Yes, I gave a warning for anyone who's interested. Today I'm getting personal and talking about domestic abuse.
The Union Leader had a brief article on Nov. 7, about a couple who was arrested on domestic violence charges. The alleged incident took place inside a grocery store, and some shoppers took the initiative of calling the police from their cell phones while they were in the store.
This article gives only the briefest of descriptions of the incident. Only the people who were present can really say what happened there.
Let me make this clear, I have no information on this incident, nor am I passing judgement on the people involved in this incident. That is for the court and judge to decide. The only information I have is the police report as interpreted by the Union Leader correspondent. And that's not a lot.
On to my point. It takes INCREDIBLE guts to call the police in such a situation. So I can only surmise it was pretty bad. I applaud the person who made the call, whether they judged the situation correctly or incorrectly.
Too many times people see something and are either stunned to inaction, or figure it's just not their business and walk away, making that little "tsk" sound in their mind. Too bad, that's another kid who will grow up only knowing violence. Some people shouldn't be allowed to be parents. And so on.
Other people are simply indiffernt. I am a survivor of domestic violence, and I know others who are also survivors. (It's good to have a support network of understanding people.) This doesn't mean dwelling on the past incidents and harboring the pain as an excuse for my own behavior. However, nothing is more bothersome than someone who doesn't understand the extent of some abuse and takes the "my parents beat me and I'm ok" stance.
My first question is this; why did your parents beat you? Did you endanger yourself or your sibling doing something stupid? After 9 times of your parents telling you not to do something, did you go ahead and do it anyway? Were you just being generally defiant of your parents' rules? In my mind NONE of those things are justification to beat a child. Though, being childless I can't imagine trying to raise a little person who is so defiant that they are constantly in danger. So I can't honestly say what I'd try to do to protect them.
But here's the twist; I wasn't particularly defiant of my parents rules. Tried to follow them at every turn. So did my sibling. Still; socks not folded correctly? There was a beating for that. One time I don't know why there was a beating, but I hid in my room and listened to the yelling and screaming and sound of a larger person knocking a smaller person to the ground repeatedly.
That does not make an ok child. That makes it difficult for me to keep my cool when someone says "My parents beat me and I turned out ok".

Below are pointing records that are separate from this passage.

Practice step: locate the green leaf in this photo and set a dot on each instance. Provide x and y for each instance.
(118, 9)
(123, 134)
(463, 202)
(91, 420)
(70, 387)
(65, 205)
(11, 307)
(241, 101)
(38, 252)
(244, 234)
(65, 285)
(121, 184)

So I'm sure there are people who read the Union Leader article and thought "the kid was probably doing something that had the parents on their last nerve. Heck, I have to get stern with my kids, who am I to say how they should raise their child?"
Children can be impossible. I watched a friend of mine repeat about 10 times the "parent rules" for when and where her little girl could use a particular toy. Each time with patience, though increasing exasperation. I'm sure she would have repeated the rules 10 more times if she had to. But there never would have been a need for violence.
I don't know what the child from the Union Leader article did. Perhaps the tomatoes in the produce section were just too tempting and each one needed a hole poked in it with some toy. Perhaps it was nothing.
What's perhaps the worst about reading that article for me? I fall into the "stunned into inaction" category. My brain shuts down and I deny what I might be seeing, or hearing. Despite all my healing from my own childhood and understanding the awful dynamic of domestic violence, I'm afraid I might be overreacting to what's happening. I actually ask myself, "Isn't this just what happens?" I tell myself that I'm sensitive to this and am seeing things in a situation that other people don't see.
It is still difficult to guage what is normal and what is not.
And sometimes, I'm afraid none of it is normal. That society has begun, or has always, fostered an attitude of abuse that allows this fucked up dynamic to continue.
And I truly don't know what to do about that.